I compile the program with

mpiifort -i8 -I${MKLROOT}/include -c -o mkl_cluster_sparse_solver.o ${MKLROOT}/include/mkl_cluster_sparse_solver.f90
mpiifort -i8 -I${MKLROOT}/include -c -o cl_solver_f90.o cl_solver_f90.f90
mpiifort mkl_cluster_sparse_solver.o cl_solver_f90.o -o MPI.out -Wl,--start-group ${MKLROOT}/lib/intel64/libmkl_intel_ilp64.a ${MKLROOT}/lib/intel64/libmkl_intel_thread.a ${MKLROOT}/lib/intel64/libmkl_core.a ${MKLROOT}/lib/intel64/libmkl_blacs_intelmpi_ilp64.a -Wl,--end-group -liomp5 -lpthread -lm -ldl

and run the program with mpiexec -n 2 ./MPI.out. The output is the following:

INIT PARDISO

Percentage of computed non-zeros for LL^T factorization
1 % 2 % 3 % 4 % 5 % 6 % 7 % 8 % 9 % 10 % 11 % 12 %

and the segfault is:

forrtl: severe (174): SIGSEGV, segmentation fault occurred
forrtl: severe (174): SIGSEGV, segmentation fault occurred
forrtl: severe (174): SIGSEGV, segmentation fault occurred
forrtl: severe (174): SIGSEGV, segmentation fault occurred

If you need any further information, please let me know.

Best

Kirill_V_Intel · ‎05-29-2019

This one, with advanced options turned off, I cannot reproduce with the latest versions of Intel MKL, though I did observe the failure for MKL 2017 Update 4. Since that release we've had a lot of updates for the cluster sparse solver.

Best,
Kirill

Horst · ‎05-30-2019

Hello,

thank you for reply.

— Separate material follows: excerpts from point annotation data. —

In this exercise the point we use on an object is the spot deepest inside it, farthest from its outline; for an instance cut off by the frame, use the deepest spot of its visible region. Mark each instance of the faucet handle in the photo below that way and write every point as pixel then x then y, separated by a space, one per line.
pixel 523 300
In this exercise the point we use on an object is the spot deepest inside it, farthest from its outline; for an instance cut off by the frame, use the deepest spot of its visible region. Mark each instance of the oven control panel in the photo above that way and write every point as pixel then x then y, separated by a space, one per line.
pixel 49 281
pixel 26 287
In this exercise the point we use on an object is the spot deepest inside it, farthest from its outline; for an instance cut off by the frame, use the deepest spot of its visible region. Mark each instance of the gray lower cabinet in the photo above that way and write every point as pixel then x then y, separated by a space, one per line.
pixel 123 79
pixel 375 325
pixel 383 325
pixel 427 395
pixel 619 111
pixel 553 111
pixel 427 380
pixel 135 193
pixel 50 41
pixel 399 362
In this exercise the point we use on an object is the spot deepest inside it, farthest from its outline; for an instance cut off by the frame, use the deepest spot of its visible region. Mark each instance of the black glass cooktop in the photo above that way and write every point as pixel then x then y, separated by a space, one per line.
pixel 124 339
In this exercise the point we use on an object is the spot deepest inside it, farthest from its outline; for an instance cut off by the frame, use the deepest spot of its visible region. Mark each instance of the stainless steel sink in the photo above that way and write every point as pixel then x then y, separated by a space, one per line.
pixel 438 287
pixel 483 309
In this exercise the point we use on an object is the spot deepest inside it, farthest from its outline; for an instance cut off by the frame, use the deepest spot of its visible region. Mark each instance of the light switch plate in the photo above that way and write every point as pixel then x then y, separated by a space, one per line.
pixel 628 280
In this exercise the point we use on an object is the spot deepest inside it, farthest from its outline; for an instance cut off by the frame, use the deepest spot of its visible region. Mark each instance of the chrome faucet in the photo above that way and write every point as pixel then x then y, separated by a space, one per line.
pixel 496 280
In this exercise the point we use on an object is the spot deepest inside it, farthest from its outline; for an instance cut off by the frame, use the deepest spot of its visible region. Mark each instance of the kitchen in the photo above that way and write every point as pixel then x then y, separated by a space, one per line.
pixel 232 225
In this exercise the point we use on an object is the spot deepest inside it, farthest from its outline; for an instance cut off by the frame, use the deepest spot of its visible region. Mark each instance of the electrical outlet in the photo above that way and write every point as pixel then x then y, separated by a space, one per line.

Unfortunately, I have no access to the latest version. I have tried it up to the 2018 version. Then we need to update the compiler.

Thank you very much!

Gennady_F_Intel · ‎12-24-2019

Hi Horst,

The fix of this issue available in MKL v.2020 ( the Initial version) and MKL 2019 u5. You may check these versions and let us know how it works on your side.